Phantom scalar-tensor models and cosmological tensions

TL;DR

This paper investigates extended scalar-tensor gravity models with negative kinetic terms, analyzing their cosmological implications and constraints, and finds that certain modifications can help reduce the H_0 tension in cosmology.

Contribution

It explores the effects of negative kinetic terms in scalar-tensor models on cosmological parameters and demonstrates potential in alleviating the H_0 tension.

Findings

Negative kinetic term models behave as negative energy density components.

Cosmological data constrain these models close to General Relativity.

Quartic coupling in phantom models can reduce the H_0 tension.

Abstract

We study three different extended scalar-tensor theories of gravity by also allowing a negative sign for the kinetic term for the scalar field in the Jordan frame.
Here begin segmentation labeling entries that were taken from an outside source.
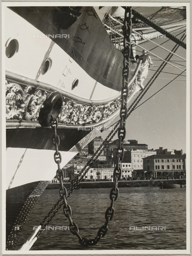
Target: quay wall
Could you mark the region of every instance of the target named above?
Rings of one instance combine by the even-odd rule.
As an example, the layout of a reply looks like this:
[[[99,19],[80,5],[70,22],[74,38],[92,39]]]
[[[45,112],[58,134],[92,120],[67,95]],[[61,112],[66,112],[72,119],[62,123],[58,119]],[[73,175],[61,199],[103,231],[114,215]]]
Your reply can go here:
[[[118,182],[118,187],[158,187],[161,182],[164,184],[182,184],[185,185],[185,180],[127,180],[120,181]],[[64,186],[68,188],[70,183],[64,183]],[[112,181],[83,181],[80,182],[77,187],[79,188],[112,188],[113,186]],[[51,183],[49,184],[46,189],[59,188],[59,183]]]

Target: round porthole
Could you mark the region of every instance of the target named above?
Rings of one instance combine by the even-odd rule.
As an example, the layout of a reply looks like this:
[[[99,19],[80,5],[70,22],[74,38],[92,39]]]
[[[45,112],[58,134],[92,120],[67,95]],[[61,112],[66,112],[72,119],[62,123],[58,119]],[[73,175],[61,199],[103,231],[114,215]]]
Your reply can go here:
[[[77,87],[79,83],[79,79],[76,79],[74,81],[73,83],[72,84],[72,87],[71,87],[71,90],[73,90],[74,88]]]
[[[16,39],[9,39],[5,45],[5,54],[7,58],[12,57],[18,52],[19,43]]]
[[[52,61],[51,59],[46,59],[45,60],[42,67],[42,75],[44,75],[49,69],[50,69],[52,63]]]

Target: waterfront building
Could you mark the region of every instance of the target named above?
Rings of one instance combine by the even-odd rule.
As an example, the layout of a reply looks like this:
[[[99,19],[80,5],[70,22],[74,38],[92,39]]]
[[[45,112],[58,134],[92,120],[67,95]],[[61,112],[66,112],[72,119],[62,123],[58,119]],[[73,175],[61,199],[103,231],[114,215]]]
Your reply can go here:
[[[81,170],[74,170],[74,174],[77,175]],[[113,180],[114,168],[90,168],[85,178],[87,180]]]
[[[103,140],[101,136],[98,137],[95,137],[88,144],[88,153],[89,154],[93,155],[95,152],[98,149],[98,148],[102,145]],[[103,151],[101,155],[103,156]]]
[[[116,163],[116,154],[117,149],[114,149],[114,163]],[[131,149],[130,150],[124,150],[124,157],[122,160],[122,165],[124,163],[130,163],[131,164],[131,169],[132,171],[134,170],[143,170],[143,158],[149,156],[155,155],[156,152],[152,150],[142,150],[142,149]]]
[[[185,155],[154,155],[143,158],[144,172],[151,172],[155,179],[185,178]]]
[[[108,144],[109,151],[113,152],[114,149],[116,149],[119,143],[119,139],[115,140],[113,142]],[[128,140],[123,141],[123,148],[126,150],[136,150],[148,149],[148,145],[146,144],[138,144],[136,140]]]

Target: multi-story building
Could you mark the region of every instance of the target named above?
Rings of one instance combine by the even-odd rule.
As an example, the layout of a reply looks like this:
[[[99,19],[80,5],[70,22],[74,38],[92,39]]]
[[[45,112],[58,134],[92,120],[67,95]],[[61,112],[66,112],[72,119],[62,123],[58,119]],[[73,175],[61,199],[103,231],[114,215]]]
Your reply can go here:
[[[156,179],[185,177],[185,155],[154,155],[143,158],[144,171],[152,171]]]
[[[103,140],[101,136],[98,137],[95,137],[88,144],[88,152],[89,154],[93,155],[95,152],[98,149],[102,143]],[[101,154],[102,156],[104,155],[103,151]]]
[[[160,147],[158,149],[155,149],[157,155],[180,155],[183,154],[182,149],[177,150],[176,149],[168,149],[163,147]]]
[[[116,149],[119,144],[119,139],[115,140],[113,142],[108,145],[109,151],[112,152],[114,149]],[[137,140],[128,140],[123,142],[123,148],[126,150],[147,150],[148,145],[146,144],[138,144]]]
[[[80,169],[74,170],[74,174],[77,175]],[[86,173],[85,178],[88,180],[112,180],[114,168],[90,168]]]
[[[116,149],[114,149],[114,163],[116,164]],[[143,158],[152,155],[156,154],[156,151],[154,150],[130,150],[124,151],[124,157],[122,161],[122,165],[124,163],[130,163],[131,165],[131,168],[132,170],[142,170],[143,169]]]

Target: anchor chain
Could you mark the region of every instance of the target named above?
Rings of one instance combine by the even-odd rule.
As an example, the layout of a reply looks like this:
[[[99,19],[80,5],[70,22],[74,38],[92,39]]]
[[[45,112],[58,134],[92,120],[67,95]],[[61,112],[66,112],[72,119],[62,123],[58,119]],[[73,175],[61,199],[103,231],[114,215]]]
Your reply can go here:
[[[64,173],[60,167],[60,164],[61,162],[61,156],[60,153],[58,151],[58,147],[60,145],[59,137],[56,133],[56,128],[57,126],[57,122],[56,119],[54,119],[52,116],[51,124],[52,128],[54,131],[54,135],[53,137],[53,143],[55,146],[56,151],[54,153],[54,161],[57,164],[58,169],[56,171],[56,175],[57,179],[59,180],[61,187],[60,188],[60,198],[57,201],[57,203],[55,205],[54,207],[52,208],[52,210],[49,212],[49,214],[45,217],[43,221],[41,222],[41,225],[43,228],[46,227],[48,223],[49,223],[53,218],[55,216],[56,212],[59,210],[61,207],[63,205],[63,213],[65,216],[68,218],[69,221],[69,227],[71,233],[76,235],[79,238],[79,243],[83,246],[87,246],[89,245],[95,245],[100,239],[106,235],[108,230],[108,224],[110,220],[113,218],[114,209],[113,207],[113,204],[114,201],[115,201],[119,195],[119,188],[118,181],[121,178],[121,161],[123,157],[124,149],[123,149],[123,140],[126,137],[126,120],[127,115],[127,98],[128,96],[128,77],[129,74],[129,57],[130,55],[130,47],[131,42],[130,35],[131,33],[131,7],[128,7],[126,9],[124,14],[124,21],[123,26],[123,68],[122,71],[123,81],[122,81],[122,89],[121,91],[122,97],[122,103],[121,107],[120,109],[120,126],[118,130],[118,137],[119,137],[119,146],[118,148],[118,156],[117,156],[117,163],[114,168],[113,172],[113,179],[114,179],[114,185],[113,187],[111,189],[110,193],[110,198],[111,200],[110,206],[107,209],[105,214],[105,221],[103,225],[102,225],[98,229],[96,236],[93,239],[87,239],[85,237],[82,237],[79,233],[79,228],[77,224],[72,221],[71,218],[72,210],[71,206],[68,204],[66,199],[71,194],[71,193],[77,187],[80,181],[83,179],[84,177],[86,174],[86,172],[90,168],[90,166],[94,163],[94,162],[98,158],[98,156],[96,156],[91,162],[89,162],[89,164],[85,165],[82,170],[81,170],[80,175],[82,173],[83,171],[86,169],[86,171],[84,172],[83,175],[79,178],[79,177],[77,177],[73,183],[71,185],[68,191],[63,185],[64,182]],[[98,151],[100,149],[98,149]],[[69,193],[68,193],[69,191]],[[53,213],[53,214],[52,214]],[[49,218],[50,217],[50,218]],[[47,219],[48,221],[46,221]],[[46,223],[45,223],[46,222]],[[39,236],[41,231],[38,234]]]
[[[108,223],[113,218],[114,209],[113,207],[114,202],[118,198],[119,194],[118,181],[121,176],[121,161],[123,157],[124,149],[123,149],[123,140],[126,137],[126,120],[127,115],[127,98],[128,96],[128,80],[129,74],[129,58],[130,55],[130,35],[131,34],[131,7],[127,8],[125,11],[124,26],[123,26],[123,68],[122,71],[123,81],[122,89],[121,91],[122,102],[120,110],[120,123],[118,131],[119,137],[119,146],[118,148],[117,163],[114,168],[113,172],[114,186],[111,189],[110,194],[110,198],[111,199],[111,205],[108,207],[105,214],[105,221],[104,224],[99,229],[96,236],[94,239],[88,239],[86,238],[82,237],[79,233],[79,229],[77,224],[72,221],[71,219],[72,210],[70,206],[66,202],[66,198],[68,197],[67,192],[63,195],[63,198],[64,200],[63,213],[65,216],[68,218],[69,221],[70,230],[71,233],[76,235],[79,238],[79,243],[85,246],[89,245],[95,245],[100,240],[102,237],[104,237],[106,235],[108,230]],[[81,179],[85,175],[81,177]],[[73,191],[75,187],[77,186],[78,183],[80,182],[78,180],[73,183],[74,187],[71,186],[71,191]]]
[[[186,37],[186,34],[183,35],[183,36],[181,38],[181,40],[182,41],[184,41],[185,38]],[[179,47],[179,45],[178,44],[176,44],[174,47],[172,49],[172,51],[173,53],[176,52],[178,48]],[[170,59],[171,58],[171,57],[173,56],[173,54],[169,54],[166,58],[165,59],[166,60],[170,60]],[[133,102],[132,103],[131,106],[129,107],[129,109],[128,109],[128,114],[126,117],[126,119],[130,116],[131,113],[135,109],[137,105],[138,104],[138,103],[140,102],[141,99],[143,98],[144,95],[146,94],[148,90],[150,88],[150,87],[152,86],[153,83],[154,83],[154,81],[155,80],[155,78],[156,78],[157,76],[158,76],[161,73],[161,71],[166,66],[166,61],[164,61],[162,65],[160,66],[159,68],[158,69],[158,70],[156,71],[156,74],[154,74],[154,76],[152,77],[150,81],[149,81],[147,85],[146,85],[146,87],[144,89],[144,91],[142,91],[139,95],[137,96],[137,97],[135,99],[135,100],[133,101]],[[118,121],[116,125],[114,126],[114,129],[113,130],[111,131],[110,134],[107,136],[105,140],[103,142],[102,144],[100,146],[99,148],[96,150],[95,153],[94,154],[94,155],[92,156],[92,157],[90,158],[90,159],[89,161],[89,162],[86,164],[86,165],[84,166],[84,167],[82,169],[80,173],[79,173],[79,175],[81,175],[83,173],[83,172],[85,170],[85,169],[88,167],[87,169],[85,171],[84,173],[83,173],[82,175],[80,177],[80,178],[79,178],[79,177],[77,177],[76,179],[74,180],[73,181],[73,183],[71,185],[70,187],[68,189],[68,196],[66,197],[66,198],[68,198],[69,196],[70,196],[70,194],[74,190],[74,189],[77,187],[78,183],[82,179],[83,179],[83,177],[86,175],[86,173],[88,172],[89,169],[90,168],[90,166],[93,164],[95,161],[98,158],[98,156],[101,154],[101,153],[103,151],[104,148],[107,146],[107,145],[112,140],[113,138],[114,137],[116,132],[118,132],[118,126],[119,125],[120,121]],[[94,158],[95,157],[95,158]],[[78,181],[79,180],[79,182]],[[71,189],[71,190],[70,190]],[[112,201],[113,201],[113,199],[112,198]],[[61,209],[61,207],[63,205],[64,203],[63,202],[63,201],[62,199],[60,198],[58,201],[56,203],[55,205],[52,207],[52,209],[47,214],[46,217],[44,218],[44,219],[43,220],[43,221],[41,222],[40,225],[43,227],[44,228],[45,228],[46,225],[48,225],[48,223],[50,222],[51,220],[54,218],[54,217],[56,214],[57,212],[59,211],[59,210]],[[111,204],[113,204],[113,202],[112,202]],[[67,204],[65,205],[66,206],[68,206]],[[69,206],[69,205],[68,205]],[[111,205],[111,208],[110,209],[112,210],[112,207],[113,205]],[[67,208],[67,207],[66,207]],[[50,218],[49,218],[50,217]],[[45,223],[46,222],[46,223]],[[37,237],[39,237],[41,234],[41,233],[43,232],[43,228],[41,228],[41,229],[39,231],[38,235],[37,235]],[[96,237],[97,238],[97,237]],[[85,238],[84,238],[85,241]]]

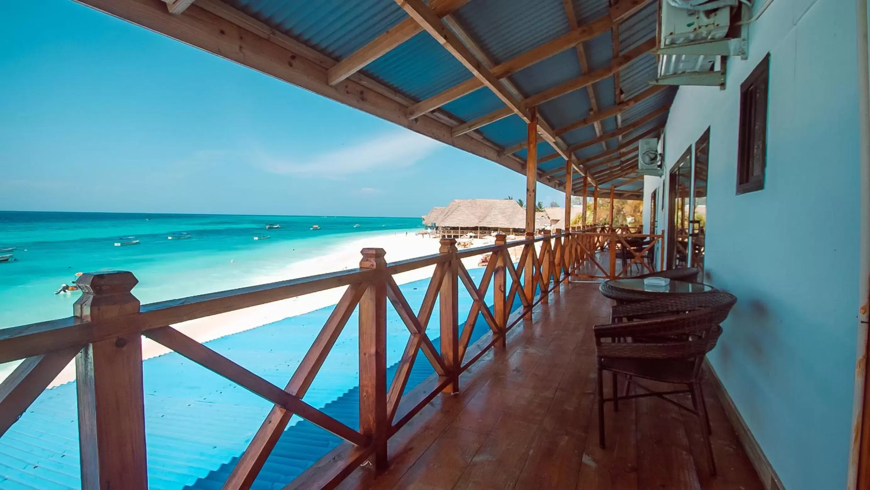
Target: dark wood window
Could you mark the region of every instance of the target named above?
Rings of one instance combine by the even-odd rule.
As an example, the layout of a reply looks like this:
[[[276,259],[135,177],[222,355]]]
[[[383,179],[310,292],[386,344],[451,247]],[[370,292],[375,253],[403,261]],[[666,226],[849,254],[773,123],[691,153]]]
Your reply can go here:
[[[740,84],[740,128],[737,147],[737,193],[764,189],[767,159],[767,75],[770,54]]]

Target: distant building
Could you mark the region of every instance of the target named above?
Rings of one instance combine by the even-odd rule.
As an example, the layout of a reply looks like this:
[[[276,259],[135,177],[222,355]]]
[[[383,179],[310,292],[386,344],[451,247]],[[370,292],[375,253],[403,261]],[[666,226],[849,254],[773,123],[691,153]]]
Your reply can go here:
[[[508,199],[454,199],[445,208],[432,208],[423,217],[423,224],[434,228],[442,238],[482,237],[497,232],[521,234],[525,232],[525,210]]]

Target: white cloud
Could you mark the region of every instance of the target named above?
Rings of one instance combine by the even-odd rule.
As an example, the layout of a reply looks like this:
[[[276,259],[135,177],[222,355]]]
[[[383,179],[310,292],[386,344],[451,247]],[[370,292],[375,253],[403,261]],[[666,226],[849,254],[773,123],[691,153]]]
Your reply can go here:
[[[261,154],[255,164],[266,171],[281,175],[318,174],[338,178],[376,169],[412,165],[435,151],[438,144],[438,142],[412,131],[392,132],[304,159]],[[360,191],[365,192],[366,188]]]

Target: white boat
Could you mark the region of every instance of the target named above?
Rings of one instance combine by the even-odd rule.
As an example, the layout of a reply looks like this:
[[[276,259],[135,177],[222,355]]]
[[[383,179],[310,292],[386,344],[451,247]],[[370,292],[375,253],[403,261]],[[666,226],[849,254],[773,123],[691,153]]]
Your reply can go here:
[[[118,240],[120,241],[115,242],[115,246],[139,245],[139,240],[136,239],[136,237],[121,237]]]

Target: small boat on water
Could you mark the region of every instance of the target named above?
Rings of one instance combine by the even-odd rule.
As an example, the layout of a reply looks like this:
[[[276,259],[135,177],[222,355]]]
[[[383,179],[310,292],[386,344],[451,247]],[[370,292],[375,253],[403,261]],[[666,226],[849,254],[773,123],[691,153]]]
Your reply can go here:
[[[139,240],[136,237],[121,237],[115,242],[115,246],[125,246],[129,245],[139,245]]]

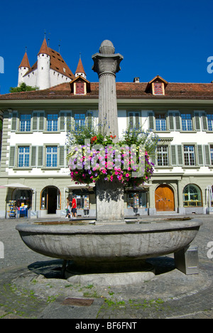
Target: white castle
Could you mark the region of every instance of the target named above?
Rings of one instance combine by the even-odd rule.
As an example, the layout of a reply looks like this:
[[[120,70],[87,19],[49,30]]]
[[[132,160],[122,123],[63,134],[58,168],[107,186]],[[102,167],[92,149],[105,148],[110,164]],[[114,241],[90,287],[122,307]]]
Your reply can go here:
[[[32,67],[27,53],[25,53],[18,67],[18,86],[25,83],[27,85],[38,87],[39,90],[47,89],[70,82],[79,75],[86,78],[81,59],[74,75],[61,55],[49,48],[45,38],[38,53],[37,61]]]

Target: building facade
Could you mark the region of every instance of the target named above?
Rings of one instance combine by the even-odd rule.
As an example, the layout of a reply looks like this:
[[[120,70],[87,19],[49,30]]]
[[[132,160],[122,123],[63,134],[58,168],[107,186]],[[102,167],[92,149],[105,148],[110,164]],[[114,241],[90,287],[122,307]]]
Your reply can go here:
[[[81,61],[76,73],[49,89],[0,96],[0,217],[9,216],[11,201],[18,208],[27,206],[31,218],[62,217],[72,194],[79,216],[95,216],[94,186],[73,184],[66,159],[70,124],[98,117],[99,83],[82,75]],[[120,135],[130,124],[140,124],[160,138],[148,184],[125,190],[125,215],[211,212],[212,83],[172,83],[158,75],[140,83],[136,78],[116,83],[116,96]]]

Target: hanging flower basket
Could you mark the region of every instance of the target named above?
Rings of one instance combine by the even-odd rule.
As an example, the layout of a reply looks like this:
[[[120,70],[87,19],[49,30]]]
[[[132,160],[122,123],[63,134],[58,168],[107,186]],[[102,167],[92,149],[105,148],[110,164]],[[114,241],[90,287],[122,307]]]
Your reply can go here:
[[[119,180],[124,186],[136,187],[153,174],[150,155],[155,152],[158,138],[141,129],[129,129],[118,142],[113,134],[88,132],[85,127],[70,133],[68,138],[67,159],[75,184]]]

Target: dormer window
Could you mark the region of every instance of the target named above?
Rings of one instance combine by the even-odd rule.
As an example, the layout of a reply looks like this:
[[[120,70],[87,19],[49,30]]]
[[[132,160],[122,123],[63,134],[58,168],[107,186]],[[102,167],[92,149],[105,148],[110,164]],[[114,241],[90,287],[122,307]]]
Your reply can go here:
[[[84,94],[84,82],[77,82],[75,83],[75,93],[77,95]]]
[[[148,83],[146,92],[154,95],[164,95],[168,82],[159,75]]]
[[[77,76],[70,82],[71,92],[74,95],[86,95],[91,91],[90,83],[82,76]]]
[[[163,82],[155,82],[153,83],[153,95],[164,95],[164,83]]]

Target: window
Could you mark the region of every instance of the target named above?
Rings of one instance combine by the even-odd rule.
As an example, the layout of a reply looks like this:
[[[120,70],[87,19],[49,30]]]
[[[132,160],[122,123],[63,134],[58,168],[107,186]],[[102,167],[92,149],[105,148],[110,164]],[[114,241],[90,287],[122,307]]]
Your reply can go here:
[[[20,115],[20,131],[29,132],[31,130],[31,115]]]
[[[136,192],[127,194],[127,208],[146,208],[146,192]]]
[[[30,147],[18,147],[18,166],[29,166],[30,163]]]
[[[213,165],[213,146],[210,146],[211,164]]]
[[[84,95],[84,83],[83,82],[77,82],[75,84],[76,94]]]
[[[195,146],[184,146],[185,165],[195,165]]]
[[[58,147],[56,146],[46,147],[46,166],[57,166]]]
[[[202,206],[201,191],[196,185],[189,184],[183,190],[183,205],[185,207]]]
[[[47,130],[48,132],[58,131],[58,115],[48,115]]]
[[[192,131],[192,115],[182,114],[181,115],[182,119],[182,130],[183,131]]]
[[[208,130],[213,131],[213,115],[207,115]]]
[[[165,115],[155,115],[156,131],[166,131],[166,119]]]
[[[153,83],[153,95],[164,95],[164,84],[163,82],[155,82]]]
[[[131,112],[129,113],[129,126],[131,128],[138,129],[140,127],[140,113],[138,112]]]
[[[74,115],[75,128],[78,130],[85,125],[86,115],[84,113],[75,113]]]
[[[168,146],[157,147],[157,157],[158,166],[168,165]]]

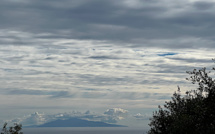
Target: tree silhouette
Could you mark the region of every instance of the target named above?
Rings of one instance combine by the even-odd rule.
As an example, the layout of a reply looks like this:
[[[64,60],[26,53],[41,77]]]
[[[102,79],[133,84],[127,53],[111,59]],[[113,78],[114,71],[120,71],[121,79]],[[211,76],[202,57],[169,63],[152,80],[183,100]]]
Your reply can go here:
[[[209,76],[212,72],[206,68],[188,71],[187,80],[198,84],[197,89],[182,95],[178,87],[172,100],[153,113],[148,134],[214,134],[215,80]]]

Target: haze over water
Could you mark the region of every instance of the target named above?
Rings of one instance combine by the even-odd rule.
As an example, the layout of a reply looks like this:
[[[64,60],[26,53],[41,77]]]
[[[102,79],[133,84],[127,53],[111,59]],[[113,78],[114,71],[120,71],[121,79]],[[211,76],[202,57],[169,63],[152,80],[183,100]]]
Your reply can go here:
[[[24,128],[24,134],[143,134],[138,128]]]

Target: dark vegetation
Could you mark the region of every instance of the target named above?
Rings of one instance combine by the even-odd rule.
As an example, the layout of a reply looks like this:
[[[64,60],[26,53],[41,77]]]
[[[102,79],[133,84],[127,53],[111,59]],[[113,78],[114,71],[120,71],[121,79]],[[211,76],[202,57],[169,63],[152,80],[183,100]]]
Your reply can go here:
[[[215,134],[215,80],[206,68],[188,71],[187,80],[197,84],[195,90],[181,94],[158,106],[150,119],[148,134]]]
[[[23,132],[20,132],[22,130],[22,125],[14,123],[13,127],[7,128],[7,123],[3,125],[1,134],[23,134]]]

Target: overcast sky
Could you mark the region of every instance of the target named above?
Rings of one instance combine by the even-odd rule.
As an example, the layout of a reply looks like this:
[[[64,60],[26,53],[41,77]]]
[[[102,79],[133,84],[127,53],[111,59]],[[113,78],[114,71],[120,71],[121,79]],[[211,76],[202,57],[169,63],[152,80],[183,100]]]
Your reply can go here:
[[[191,89],[186,71],[214,65],[214,22],[214,0],[1,0],[0,118],[147,126]]]

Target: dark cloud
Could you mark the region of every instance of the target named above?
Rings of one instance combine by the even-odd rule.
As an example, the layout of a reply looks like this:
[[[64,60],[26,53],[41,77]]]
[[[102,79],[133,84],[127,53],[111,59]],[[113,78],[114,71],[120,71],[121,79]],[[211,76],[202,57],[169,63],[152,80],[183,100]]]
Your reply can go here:
[[[47,91],[47,90],[27,90],[27,89],[16,89],[7,92],[9,95],[48,95],[51,98],[62,98],[72,97],[68,91]]]
[[[114,0],[3,0],[0,3],[1,29],[37,33],[37,38],[106,40],[130,47],[214,48],[212,2],[182,1],[179,6],[171,1],[144,0],[133,7]],[[183,38],[187,42],[177,42]],[[151,43],[154,39],[165,42]],[[200,39],[205,44],[190,43],[191,39]],[[28,44],[20,38],[14,40],[14,44],[25,43]]]

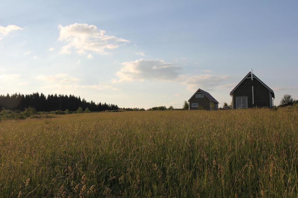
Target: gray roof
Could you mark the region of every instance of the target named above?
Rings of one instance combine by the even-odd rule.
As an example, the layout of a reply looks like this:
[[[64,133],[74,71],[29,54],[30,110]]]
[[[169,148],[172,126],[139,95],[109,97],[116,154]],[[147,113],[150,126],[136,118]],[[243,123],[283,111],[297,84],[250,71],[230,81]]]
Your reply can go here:
[[[198,92],[199,91],[201,91],[201,92],[203,93],[204,94],[204,95],[206,96],[206,97],[207,97],[207,98],[208,98],[208,99],[209,99],[209,100],[210,100],[210,101],[211,101],[212,102],[216,102],[216,103],[217,103],[218,104],[219,104],[219,103],[218,102],[217,100],[216,100],[215,98],[213,98],[213,96],[211,96],[211,94],[208,93],[207,91],[205,91],[204,90],[202,90],[202,89],[198,89],[197,91],[195,92],[195,93],[193,95],[193,96],[192,96],[188,100],[188,101],[189,101],[190,100],[190,99],[191,99],[193,98],[193,97],[195,95],[195,94],[197,93],[197,92]]]

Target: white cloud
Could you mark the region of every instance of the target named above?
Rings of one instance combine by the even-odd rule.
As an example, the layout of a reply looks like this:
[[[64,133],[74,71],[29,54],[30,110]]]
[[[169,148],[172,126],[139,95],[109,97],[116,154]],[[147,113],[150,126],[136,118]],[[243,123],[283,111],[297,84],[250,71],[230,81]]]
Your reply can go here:
[[[220,89],[232,89],[237,85],[237,83],[231,83],[221,85],[218,87]]]
[[[79,54],[86,51],[106,54],[106,49],[116,48],[119,43],[129,42],[115,36],[105,35],[105,30],[99,29],[93,25],[76,23],[65,26],[59,25],[58,27],[58,39],[67,43],[61,48],[61,53],[69,54],[75,51]]]
[[[143,81],[153,79],[161,80],[173,80],[177,77],[180,66],[175,63],[166,63],[162,60],[145,60],[141,58],[134,61],[125,62],[123,66],[117,73],[119,80],[113,82]]]
[[[80,79],[77,78],[69,76],[68,75],[66,74],[62,73],[58,74],[53,75],[40,75],[36,77],[36,79],[40,80],[60,83],[77,82],[81,80]]]
[[[139,56],[145,56],[145,54],[144,54],[144,53],[141,52],[136,52],[135,53],[137,55],[138,55]]]
[[[92,89],[95,90],[109,89],[118,90],[117,88],[105,85],[82,85],[78,84],[81,79],[69,75],[67,74],[60,73],[54,75],[41,75],[36,77],[36,80],[43,81],[46,84],[43,88],[50,88],[56,90],[73,89]]]
[[[280,91],[283,90],[290,90],[291,89],[298,89],[298,87],[275,87],[273,88],[274,91]]]
[[[22,28],[15,25],[9,25],[6,27],[0,26],[0,33],[3,35],[6,35],[10,32],[24,29]]]
[[[103,90],[104,89],[112,89],[114,90],[119,90],[119,89],[109,85],[83,85],[80,86],[80,88],[87,88],[94,89],[97,90]]]
[[[27,85],[29,83],[27,82],[22,82],[21,83],[19,83],[18,85]]]
[[[167,63],[162,60],[145,60],[125,62],[117,73],[118,79],[112,79],[113,83],[153,80],[171,81],[187,86],[187,89],[193,91],[199,88],[210,88],[218,86],[229,78],[226,76],[211,74],[193,75],[181,74],[181,68],[176,63]]]
[[[181,75],[178,80],[181,84],[187,86],[187,89],[190,91],[195,91],[198,88],[204,89],[204,88],[210,88],[218,86],[221,82],[229,78],[226,76],[214,76],[209,74],[198,75]]]
[[[10,82],[18,79],[20,77],[20,74],[1,74],[0,75],[0,80],[4,82]]]

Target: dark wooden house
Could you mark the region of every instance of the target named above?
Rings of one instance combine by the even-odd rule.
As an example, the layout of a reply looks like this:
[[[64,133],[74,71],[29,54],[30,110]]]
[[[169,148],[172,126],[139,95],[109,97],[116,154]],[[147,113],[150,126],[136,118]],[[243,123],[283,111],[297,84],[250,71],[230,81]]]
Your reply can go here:
[[[273,106],[274,92],[250,72],[230,93],[232,108]]]
[[[188,100],[189,110],[217,109],[219,103],[207,91],[199,89]]]

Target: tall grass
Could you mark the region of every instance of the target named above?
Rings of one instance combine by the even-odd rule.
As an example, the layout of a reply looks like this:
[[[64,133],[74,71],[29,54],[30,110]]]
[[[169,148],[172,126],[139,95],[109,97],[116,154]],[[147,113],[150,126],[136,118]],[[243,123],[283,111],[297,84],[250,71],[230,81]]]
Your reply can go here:
[[[0,197],[297,197],[295,111],[1,121]]]

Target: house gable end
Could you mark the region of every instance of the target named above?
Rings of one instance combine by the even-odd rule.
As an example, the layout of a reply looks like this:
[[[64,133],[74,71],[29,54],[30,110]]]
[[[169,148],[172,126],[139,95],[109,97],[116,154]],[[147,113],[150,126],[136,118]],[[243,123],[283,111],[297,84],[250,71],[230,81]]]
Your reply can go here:
[[[245,80],[247,78],[251,78],[252,76],[251,75],[251,72],[249,72],[247,74],[246,76],[245,76],[245,77],[243,78],[243,79],[242,80],[241,80],[241,81],[240,81],[240,82],[238,83],[238,84],[235,87],[235,88],[233,89],[233,90],[232,90],[232,91],[231,91],[230,92],[230,95],[232,94],[235,91],[235,90],[236,90],[237,89],[237,88],[238,88],[238,87],[240,85],[241,85],[242,83],[244,81],[244,80]],[[262,81],[262,80],[259,79],[257,77],[257,76],[256,76],[256,75],[254,74],[253,73],[252,74],[252,77],[253,78],[254,78],[255,79],[257,79],[257,80],[260,83],[262,84],[264,86],[266,87],[272,93],[272,97],[273,97],[274,98],[274,93],[273,90],[270,89],[269,87],[267,86],[265,83],[263,83]]]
Our scope is to understand how the observational constraints for these models cope with the volume of the parameter space in which the theory is healthy. Models with a negative kinetic term lead to decreasing effective gravitational constant with redshift and behave as an effective relativistic component with a negative energy density as opposite to their corresponding version with a standard kinetic term. As a consequence, we find that the extended branch with a negative sign for the kinetic term correspond in general to lower $H_0$ and $\sigma_8$ compared to $\Lambda$CDM. We find that in all the cases with a negative sign for the kinetic term studied here, cosmological observations constrain these models around GR and prefer a volume of the parameter space in which the theory is not healthy since the scalar field behave as a ghost also in the related Einstein frame. We show that also in the phantom branch early modify gravity with a quartic coupling can substantially reduce the $H_0$ tension fitting the combination of cosmic microwave background data from Planck, baryon acoustic oscillations from BOSS and eBOSS, and Supernovae from the Pantheon sample with calibration information by SH0ES.